The Final Episodes
The Beverly Hillbillies, the popular TV sitcom, debuted on Sep. 26, 1962. About 35 million people tuned into CBS to view the story of the Clampetts, a likable family from the Ozark hills who became rich from oil and took up residence in a California mansion. Though critics and industry folk derided The Beverly Hillbillies as “waist-deep in corn” and possibly “the worst program, artistically, in the history of television,” the show finished number one in the ratings each of its first two seasons and remained popular throughout the 1960s. Its memorable theme song, “The Ballad of Jed Clampett,” was the first bluegrass single to top Billboard magazine’s country-music chart.
Typical Hillbillies plots involved clashes between the Clampetts and their snobby Beverly Hills neighbors, most notably the wife of their greedy banker, Mr. Drysdale. Though he also treated the Clampetts like ignorant hicks, Drysdale declared them, his biggest depositors, “my kind of people — loaded” and spent nine seasons attempting to prevent homesick patriarch Jed Clampett from withdrawing his funds and relocating his clan back East.
According to an industry insider, the show’s creator Paul Henning orchestrated a publicity campaign leading up to the Hillbillies premiere. To preserve the characters’ yokel image, Henning requested that the actors who played the Clampetts “cease to exist as themselves.” The strategy worked, and at public appearances the actors found themselves mobbed by fans who related to them solely as their characters.

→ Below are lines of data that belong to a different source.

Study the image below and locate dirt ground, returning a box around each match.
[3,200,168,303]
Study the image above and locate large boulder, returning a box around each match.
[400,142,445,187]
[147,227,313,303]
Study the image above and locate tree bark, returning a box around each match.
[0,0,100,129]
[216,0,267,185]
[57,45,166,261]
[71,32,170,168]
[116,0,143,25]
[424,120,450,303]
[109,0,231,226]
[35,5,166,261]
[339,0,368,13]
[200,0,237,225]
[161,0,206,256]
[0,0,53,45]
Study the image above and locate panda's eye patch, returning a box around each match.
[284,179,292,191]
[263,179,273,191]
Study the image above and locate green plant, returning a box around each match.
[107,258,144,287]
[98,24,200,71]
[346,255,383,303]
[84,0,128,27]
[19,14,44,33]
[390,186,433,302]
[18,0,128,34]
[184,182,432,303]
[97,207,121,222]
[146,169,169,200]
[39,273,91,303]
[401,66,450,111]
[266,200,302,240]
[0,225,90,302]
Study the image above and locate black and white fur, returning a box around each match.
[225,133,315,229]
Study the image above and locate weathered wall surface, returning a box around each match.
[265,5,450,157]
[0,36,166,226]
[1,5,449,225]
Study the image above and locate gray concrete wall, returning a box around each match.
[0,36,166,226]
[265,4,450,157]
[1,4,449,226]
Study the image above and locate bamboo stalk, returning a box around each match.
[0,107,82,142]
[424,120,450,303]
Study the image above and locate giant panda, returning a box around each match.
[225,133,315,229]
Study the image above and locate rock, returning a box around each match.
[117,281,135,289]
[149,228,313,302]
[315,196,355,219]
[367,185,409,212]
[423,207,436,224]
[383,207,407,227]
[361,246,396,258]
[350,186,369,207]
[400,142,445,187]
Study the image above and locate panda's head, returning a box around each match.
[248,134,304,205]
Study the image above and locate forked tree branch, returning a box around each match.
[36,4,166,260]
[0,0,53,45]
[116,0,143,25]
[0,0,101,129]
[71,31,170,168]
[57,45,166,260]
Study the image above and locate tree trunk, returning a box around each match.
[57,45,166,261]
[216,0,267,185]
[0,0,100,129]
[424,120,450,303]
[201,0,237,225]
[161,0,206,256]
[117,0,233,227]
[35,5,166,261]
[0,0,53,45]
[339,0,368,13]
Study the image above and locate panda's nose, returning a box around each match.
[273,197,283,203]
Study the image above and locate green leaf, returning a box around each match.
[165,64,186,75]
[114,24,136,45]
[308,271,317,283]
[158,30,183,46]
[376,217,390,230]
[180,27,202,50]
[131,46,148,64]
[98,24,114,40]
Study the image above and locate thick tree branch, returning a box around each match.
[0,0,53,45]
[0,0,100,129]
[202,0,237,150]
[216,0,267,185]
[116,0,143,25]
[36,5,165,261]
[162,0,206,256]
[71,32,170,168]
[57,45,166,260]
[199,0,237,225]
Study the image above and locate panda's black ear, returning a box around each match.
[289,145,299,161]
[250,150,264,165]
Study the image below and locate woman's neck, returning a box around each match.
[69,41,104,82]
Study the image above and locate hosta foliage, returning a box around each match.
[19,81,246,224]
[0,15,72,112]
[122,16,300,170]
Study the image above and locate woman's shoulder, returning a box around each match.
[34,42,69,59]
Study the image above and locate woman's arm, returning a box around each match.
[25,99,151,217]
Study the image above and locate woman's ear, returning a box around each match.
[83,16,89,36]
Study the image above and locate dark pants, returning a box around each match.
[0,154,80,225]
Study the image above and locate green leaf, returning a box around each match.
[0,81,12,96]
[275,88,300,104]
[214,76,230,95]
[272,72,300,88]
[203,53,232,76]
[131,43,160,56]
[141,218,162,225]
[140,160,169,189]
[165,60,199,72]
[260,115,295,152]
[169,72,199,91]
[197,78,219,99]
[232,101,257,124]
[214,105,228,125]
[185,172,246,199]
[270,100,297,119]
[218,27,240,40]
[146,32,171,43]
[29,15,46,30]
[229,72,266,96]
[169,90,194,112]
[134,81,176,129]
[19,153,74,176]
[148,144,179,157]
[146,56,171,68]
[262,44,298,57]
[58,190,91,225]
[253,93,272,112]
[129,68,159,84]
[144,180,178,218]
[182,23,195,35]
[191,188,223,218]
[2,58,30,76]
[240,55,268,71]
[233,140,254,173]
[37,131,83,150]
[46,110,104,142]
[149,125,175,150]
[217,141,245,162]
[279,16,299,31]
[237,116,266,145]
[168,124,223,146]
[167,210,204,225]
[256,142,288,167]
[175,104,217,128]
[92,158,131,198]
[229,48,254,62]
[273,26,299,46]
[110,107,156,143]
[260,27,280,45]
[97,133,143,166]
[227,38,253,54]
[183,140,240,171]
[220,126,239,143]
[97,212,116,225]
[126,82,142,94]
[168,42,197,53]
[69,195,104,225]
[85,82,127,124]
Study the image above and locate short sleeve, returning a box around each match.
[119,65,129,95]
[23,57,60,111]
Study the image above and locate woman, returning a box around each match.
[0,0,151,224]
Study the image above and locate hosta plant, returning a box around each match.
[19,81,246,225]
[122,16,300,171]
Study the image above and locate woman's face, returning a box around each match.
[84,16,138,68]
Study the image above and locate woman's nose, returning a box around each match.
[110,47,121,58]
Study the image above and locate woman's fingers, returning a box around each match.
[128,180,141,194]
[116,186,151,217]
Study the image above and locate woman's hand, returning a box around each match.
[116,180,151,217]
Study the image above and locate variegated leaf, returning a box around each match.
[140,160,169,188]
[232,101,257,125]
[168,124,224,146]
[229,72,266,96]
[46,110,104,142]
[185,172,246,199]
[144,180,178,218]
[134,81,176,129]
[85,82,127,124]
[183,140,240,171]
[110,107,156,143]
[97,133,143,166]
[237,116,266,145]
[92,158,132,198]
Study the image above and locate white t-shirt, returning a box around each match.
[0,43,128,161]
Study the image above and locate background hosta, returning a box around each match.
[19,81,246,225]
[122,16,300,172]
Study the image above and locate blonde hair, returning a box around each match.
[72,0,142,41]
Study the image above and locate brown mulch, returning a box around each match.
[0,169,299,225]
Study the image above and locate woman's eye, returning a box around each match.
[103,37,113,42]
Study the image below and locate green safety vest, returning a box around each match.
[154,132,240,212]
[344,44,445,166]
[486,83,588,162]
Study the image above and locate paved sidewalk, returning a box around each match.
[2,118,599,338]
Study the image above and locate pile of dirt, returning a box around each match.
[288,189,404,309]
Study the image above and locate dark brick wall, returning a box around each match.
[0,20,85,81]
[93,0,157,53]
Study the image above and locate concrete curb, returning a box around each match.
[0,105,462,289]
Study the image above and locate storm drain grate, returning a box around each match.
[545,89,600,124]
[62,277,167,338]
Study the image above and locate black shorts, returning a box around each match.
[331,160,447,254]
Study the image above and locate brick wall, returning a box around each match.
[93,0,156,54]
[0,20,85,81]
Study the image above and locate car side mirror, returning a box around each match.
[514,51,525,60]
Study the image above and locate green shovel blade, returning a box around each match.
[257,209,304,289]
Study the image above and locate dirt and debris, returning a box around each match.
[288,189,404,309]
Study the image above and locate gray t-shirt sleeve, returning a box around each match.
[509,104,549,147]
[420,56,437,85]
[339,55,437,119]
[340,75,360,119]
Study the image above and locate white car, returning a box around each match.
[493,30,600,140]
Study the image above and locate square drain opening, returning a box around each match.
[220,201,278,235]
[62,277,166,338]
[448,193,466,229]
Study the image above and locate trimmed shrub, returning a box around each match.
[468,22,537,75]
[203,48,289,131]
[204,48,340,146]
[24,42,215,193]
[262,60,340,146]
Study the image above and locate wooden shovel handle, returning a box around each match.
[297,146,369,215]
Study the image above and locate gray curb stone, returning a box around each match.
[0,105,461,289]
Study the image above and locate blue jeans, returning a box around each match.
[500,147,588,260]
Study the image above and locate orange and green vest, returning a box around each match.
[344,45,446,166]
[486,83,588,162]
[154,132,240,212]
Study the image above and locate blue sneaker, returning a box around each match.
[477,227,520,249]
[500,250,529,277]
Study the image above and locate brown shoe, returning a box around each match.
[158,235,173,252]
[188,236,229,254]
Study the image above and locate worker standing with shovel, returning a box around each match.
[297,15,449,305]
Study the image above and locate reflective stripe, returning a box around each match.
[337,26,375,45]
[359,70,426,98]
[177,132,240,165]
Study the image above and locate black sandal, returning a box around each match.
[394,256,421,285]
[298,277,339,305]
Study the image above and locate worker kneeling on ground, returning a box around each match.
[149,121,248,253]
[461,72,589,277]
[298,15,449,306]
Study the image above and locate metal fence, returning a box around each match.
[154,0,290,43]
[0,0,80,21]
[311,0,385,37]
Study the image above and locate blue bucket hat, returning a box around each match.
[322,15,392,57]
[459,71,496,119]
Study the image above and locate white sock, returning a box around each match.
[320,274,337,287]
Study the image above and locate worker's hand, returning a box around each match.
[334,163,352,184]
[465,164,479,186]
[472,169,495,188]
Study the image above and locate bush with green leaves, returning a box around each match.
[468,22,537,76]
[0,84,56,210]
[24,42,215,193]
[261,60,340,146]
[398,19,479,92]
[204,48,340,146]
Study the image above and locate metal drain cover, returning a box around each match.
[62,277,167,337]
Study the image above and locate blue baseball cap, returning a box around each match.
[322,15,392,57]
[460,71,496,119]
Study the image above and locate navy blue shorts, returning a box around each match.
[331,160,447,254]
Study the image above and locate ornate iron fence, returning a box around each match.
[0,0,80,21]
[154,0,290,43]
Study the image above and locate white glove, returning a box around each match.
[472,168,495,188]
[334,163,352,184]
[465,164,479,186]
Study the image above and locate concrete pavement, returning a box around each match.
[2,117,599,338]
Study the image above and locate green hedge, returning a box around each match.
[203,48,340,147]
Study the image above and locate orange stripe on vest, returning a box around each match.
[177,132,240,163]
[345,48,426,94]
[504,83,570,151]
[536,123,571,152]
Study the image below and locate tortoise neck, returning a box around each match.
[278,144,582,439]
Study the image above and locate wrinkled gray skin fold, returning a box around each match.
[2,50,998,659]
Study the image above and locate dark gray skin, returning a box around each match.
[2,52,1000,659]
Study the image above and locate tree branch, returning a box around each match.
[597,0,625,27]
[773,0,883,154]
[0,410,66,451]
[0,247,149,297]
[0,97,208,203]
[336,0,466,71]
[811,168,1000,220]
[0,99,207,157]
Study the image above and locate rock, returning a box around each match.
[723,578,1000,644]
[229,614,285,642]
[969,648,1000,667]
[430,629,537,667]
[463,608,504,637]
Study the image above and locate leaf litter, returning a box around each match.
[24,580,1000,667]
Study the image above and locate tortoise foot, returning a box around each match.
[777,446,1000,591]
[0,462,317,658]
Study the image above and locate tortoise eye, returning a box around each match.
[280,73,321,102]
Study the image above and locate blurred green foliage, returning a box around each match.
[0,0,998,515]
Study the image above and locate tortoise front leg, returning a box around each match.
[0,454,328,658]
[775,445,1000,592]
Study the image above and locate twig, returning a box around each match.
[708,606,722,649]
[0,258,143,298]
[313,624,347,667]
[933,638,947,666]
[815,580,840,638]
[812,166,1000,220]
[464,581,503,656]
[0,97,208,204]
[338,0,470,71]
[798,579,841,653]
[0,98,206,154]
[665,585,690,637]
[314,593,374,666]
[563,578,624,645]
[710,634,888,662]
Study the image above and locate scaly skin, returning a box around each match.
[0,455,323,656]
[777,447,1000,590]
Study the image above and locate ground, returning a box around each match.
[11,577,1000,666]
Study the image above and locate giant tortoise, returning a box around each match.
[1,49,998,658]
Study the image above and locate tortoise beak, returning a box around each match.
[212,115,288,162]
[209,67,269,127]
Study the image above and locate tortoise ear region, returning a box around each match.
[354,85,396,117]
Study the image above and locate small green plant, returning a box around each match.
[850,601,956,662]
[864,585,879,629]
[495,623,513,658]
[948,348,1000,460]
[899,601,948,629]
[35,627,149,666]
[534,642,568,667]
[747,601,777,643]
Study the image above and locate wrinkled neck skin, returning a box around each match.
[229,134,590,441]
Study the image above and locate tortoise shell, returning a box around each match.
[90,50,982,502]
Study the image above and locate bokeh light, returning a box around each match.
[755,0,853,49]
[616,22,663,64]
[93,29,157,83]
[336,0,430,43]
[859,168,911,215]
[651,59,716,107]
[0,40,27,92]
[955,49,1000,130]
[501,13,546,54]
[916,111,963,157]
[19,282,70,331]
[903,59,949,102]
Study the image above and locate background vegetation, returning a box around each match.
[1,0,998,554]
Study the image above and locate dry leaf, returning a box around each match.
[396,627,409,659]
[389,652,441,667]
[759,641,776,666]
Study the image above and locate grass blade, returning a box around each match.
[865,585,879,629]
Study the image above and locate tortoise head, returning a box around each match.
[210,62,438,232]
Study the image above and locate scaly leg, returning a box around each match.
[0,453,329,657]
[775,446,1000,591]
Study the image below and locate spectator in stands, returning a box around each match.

Many cultural observers have attributed The Beverly Hillbillies‘ popularity to the escape it provided from race riots, assassinations, and war during the decade. “It’s just for fun,” claimed its first director, Richard Whorf. The show received criticism for having that fun at the expense of rural Americans, but its stereotyping was generally accepted as affectionate. By 2003, however, when CBS proposed a reality show titled The Real Beverly Hillbillies and set about recruiting a backwoods family to move to the big city, the concept was considered so demeaning that a campaign waged against the program forced the network to scrap it.